Eskiden öğretmene "Muallim", öğretmen yetiştiren okula da "Muallim Mektebi" denirdi. Ülkemizde öğretmen okulu ilk kez 16 Mart 1848'de açıldı.

Osmanlı İmparatorluğu döneminde eğitime ve öğretime önem verilmiyordu. Az sayıda okul vardı cumhuriyetin ilanıyla birlikte yurdumuzun her yanına yeni yeni okullar açıldı. Okul çağında olanlar bu okullarda okumaya başladı.

Atatürk, eğitimin, öğretimin yayılmasından, yaygınlaşmasından yanaydı. 1928 yılında Arap harflerinin kaldırılıp yerine bugün kullanmakta olduğumuz Türk harflerinin kabulü tüm yurtta sevinç yarattı. Halkın yeni harfleri kısa sürede öğrenip daha çok yurttaşın okur - yazar olmasını sağlamak amacıyla yoğun bir çalışma başladı. Okuma - yazmayı yaygınlaştırmak için okul çağı dışındaki yurttaşlara okuma - yazma öğreten okullar açıldı. Bunlara Millet Mektepleri adı verildi.

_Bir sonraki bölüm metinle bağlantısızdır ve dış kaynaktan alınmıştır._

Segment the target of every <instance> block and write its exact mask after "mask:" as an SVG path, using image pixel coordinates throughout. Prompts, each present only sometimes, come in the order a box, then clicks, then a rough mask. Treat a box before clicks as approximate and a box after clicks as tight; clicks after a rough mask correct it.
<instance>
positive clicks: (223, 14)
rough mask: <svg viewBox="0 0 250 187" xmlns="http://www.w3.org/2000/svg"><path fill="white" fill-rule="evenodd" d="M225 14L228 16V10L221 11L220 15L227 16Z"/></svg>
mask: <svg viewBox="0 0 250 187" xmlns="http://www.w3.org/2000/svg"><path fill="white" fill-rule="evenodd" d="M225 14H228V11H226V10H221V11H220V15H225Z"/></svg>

Atatürk, Ulus Okulları dediğimiz Millet Mektepleri'nde yazı tahtasının başına geçerek dersler verdi. Bakanlar kurulu 11.11.1928 günü yaptığı toplantıda Ata'ya Ulus Okullar Başöğretmenliği sanını verdi. 24 Kasım Atatürk'ün Millet Mektepleri Başöğretmenliğini kabul ettiği gündür.

Öğrencileri, öğretmenleri, okulu çok seven Atatürk yurt gezilerinde okullara uğrardı. Sınıflara girer, sıralara oturur, ders dinlerdi. Öğrencilere sorular sorardı. Öğretmenlerle konuşur, her yerde öğretmenliğin üstün bir meslek olduğunu anlatırdı.

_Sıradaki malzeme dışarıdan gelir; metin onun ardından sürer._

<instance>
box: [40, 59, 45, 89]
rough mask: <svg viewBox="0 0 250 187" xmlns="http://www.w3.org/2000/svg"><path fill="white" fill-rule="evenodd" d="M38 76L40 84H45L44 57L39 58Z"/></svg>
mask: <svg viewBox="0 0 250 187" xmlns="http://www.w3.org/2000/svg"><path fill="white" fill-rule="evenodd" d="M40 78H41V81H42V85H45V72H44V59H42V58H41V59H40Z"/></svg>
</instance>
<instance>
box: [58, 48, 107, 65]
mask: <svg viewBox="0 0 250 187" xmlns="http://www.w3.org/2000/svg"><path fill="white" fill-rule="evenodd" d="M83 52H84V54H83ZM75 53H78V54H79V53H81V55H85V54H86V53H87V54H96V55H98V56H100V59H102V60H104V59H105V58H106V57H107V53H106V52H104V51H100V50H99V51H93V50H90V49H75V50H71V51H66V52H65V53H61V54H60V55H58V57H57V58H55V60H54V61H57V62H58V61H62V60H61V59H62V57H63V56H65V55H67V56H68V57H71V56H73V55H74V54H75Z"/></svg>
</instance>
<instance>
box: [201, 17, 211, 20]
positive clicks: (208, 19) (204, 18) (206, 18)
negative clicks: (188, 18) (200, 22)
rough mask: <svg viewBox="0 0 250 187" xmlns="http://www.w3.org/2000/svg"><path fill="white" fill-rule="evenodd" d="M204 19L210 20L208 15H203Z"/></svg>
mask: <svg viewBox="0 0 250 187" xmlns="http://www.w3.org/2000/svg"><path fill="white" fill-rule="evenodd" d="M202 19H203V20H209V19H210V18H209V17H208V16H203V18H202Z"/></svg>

Atatürk, öğretmenlerin Ulusal Kurtuluş Savaşı'nda nasıl canla başla çalıştıklarını yakından izlemiştir. Yurdumuzun düşman tarafından paylaşıldığı sırada öğretmenler Öğüt Kurulları oluşturarak halka ulusal bağımsızlık, Ulusal Kurtuluş Savaşı düşüncelerini yayıyordu. Öğüt Kurulları dışında öğretmenler 14 eğitim kuruluşu ile birlikte Milli Kongre Cephesini kurdular. Milli Kongre Cephesi, düşmanların İzmir'i işgal ettikleri günlerde Sultanahmet Mitingini hazırladı. Bu mitingin konuşmacılarından çoğu öğretmenlerdi.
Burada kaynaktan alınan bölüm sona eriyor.